陈迟说得对,他不是敌人。
但也正因为不是敌人,才更让沈见感到无所适从。
他不知道该如何面对这种不带任何功利目的的、纯粹的靠近。这比他面对威胁和压力,更让他心慌。
沈见这才发觉,他看不透陈迟。
梧城的春(10)
沈见在病房里待了十几分钟。
赵母依旧昏睡着,呼吸机响着。
赵小雨安静地写作业,偶尔抬头看看母亲,又看看坐在一旁沉默不语的沈见。
“沈律师,”她小声开口,带着点迟疑,“陈叔叔……是好人。”
沈见抬起头,对上女孩清澈的眼睛。他扯了扯嘴角,想笑一下,却发现有些困难。
“嗯。”他只能发出一个单音。
“他问我妈妈的情况,还问我学习跟不跟得上。”赵小雨低下头,笔尖在草稿纸上无意识地划着,“他说,如果有困难,可以跟他说。”
沈见的心像是被什么东西轻轻撞了一下,不疼,却泛开一片酸胀。陈迟总是这样,不动声色地介入,让他措手不及,又无法真正拒绝。
“你……不用麻烦他。”沈见的声音有些干涩,“有我在。

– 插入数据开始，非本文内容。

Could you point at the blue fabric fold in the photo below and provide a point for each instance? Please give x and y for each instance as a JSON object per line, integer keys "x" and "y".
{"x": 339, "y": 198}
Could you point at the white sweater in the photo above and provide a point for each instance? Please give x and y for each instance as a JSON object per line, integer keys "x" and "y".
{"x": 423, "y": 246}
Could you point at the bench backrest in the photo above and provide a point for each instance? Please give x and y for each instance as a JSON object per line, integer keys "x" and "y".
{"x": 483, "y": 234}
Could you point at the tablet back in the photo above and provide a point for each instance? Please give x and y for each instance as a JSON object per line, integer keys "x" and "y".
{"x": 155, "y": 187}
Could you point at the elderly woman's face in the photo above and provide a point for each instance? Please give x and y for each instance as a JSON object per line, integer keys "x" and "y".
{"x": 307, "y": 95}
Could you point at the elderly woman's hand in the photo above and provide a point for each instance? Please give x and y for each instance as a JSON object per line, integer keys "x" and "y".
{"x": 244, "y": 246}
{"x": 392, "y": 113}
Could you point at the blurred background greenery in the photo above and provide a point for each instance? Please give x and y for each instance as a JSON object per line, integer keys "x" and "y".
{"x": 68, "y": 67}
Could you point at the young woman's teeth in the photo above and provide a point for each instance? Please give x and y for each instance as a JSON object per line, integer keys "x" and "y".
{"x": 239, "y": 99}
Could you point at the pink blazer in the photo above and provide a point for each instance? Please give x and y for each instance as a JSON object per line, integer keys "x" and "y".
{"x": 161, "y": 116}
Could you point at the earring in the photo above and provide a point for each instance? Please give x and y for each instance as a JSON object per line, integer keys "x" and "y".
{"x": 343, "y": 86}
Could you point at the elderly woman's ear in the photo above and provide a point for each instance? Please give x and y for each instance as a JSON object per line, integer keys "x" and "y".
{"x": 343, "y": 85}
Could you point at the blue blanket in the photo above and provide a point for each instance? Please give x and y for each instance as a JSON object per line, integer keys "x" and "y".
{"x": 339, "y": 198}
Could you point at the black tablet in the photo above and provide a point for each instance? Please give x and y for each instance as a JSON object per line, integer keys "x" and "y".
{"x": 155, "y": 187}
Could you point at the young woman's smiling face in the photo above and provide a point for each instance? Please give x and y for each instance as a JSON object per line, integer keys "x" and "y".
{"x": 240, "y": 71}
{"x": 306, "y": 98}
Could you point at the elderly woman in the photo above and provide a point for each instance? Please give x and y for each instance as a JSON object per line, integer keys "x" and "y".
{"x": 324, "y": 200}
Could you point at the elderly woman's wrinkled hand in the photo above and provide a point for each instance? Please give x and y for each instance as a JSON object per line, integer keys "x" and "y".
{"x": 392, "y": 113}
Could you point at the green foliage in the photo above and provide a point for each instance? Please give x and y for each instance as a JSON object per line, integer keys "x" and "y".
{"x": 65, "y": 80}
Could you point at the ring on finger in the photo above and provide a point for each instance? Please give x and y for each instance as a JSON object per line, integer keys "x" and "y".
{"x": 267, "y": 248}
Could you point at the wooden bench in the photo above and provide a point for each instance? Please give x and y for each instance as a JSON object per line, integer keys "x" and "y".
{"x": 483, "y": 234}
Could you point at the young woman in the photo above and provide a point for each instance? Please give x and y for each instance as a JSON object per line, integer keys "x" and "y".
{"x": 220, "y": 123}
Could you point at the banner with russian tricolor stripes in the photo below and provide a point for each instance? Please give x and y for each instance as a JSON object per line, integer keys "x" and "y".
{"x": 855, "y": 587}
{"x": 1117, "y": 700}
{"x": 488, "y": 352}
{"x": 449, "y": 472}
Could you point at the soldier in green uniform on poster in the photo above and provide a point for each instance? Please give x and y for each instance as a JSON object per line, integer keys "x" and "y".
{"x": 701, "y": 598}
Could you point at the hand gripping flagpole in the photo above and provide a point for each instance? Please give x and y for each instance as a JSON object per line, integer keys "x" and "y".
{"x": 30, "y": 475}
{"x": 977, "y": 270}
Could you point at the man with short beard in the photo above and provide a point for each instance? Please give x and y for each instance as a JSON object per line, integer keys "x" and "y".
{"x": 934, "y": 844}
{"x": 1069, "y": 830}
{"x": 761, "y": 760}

”
赵小雨点了点头,没再说话。
沈见坐不住了。
他起身,嘱咐了赵小雨几句,便离开了病房。
走廊里已经没有了陈迟的身影。
他站在原地,心里空落落的,又带着一丝莫名的烦躁。他拿出手机,屏幕干净,没有新消息。
开车回了律所。
上午的时间沈见都在翻阅案卷和查找类似判例中过去。李敏进来送了几次文件,看他脸色不好,都没敢多问。
中午,他没什么胃口,只冲了杯咖啡。
手机屏幕亮了一下,他几乎是立刻拿起来。
是陈朋。
【陈胖:见儿!晚上必须出来!我女朋友想见见你!给兄弟个面子!】
沈见看着这条消息,手指悬在屏幕上方,最后还是回了:
【沈见:真有事,走不开,下次吧。】
他放下手机,揉了揉太阳穴。
陈朋的热闹和鲜活,此刻让他感到一种隔阂。
他像是被无形的东西困住了,困在赵家的案子里,困在陈迟若有若无的视线里,困在自己拧巴的情绪里。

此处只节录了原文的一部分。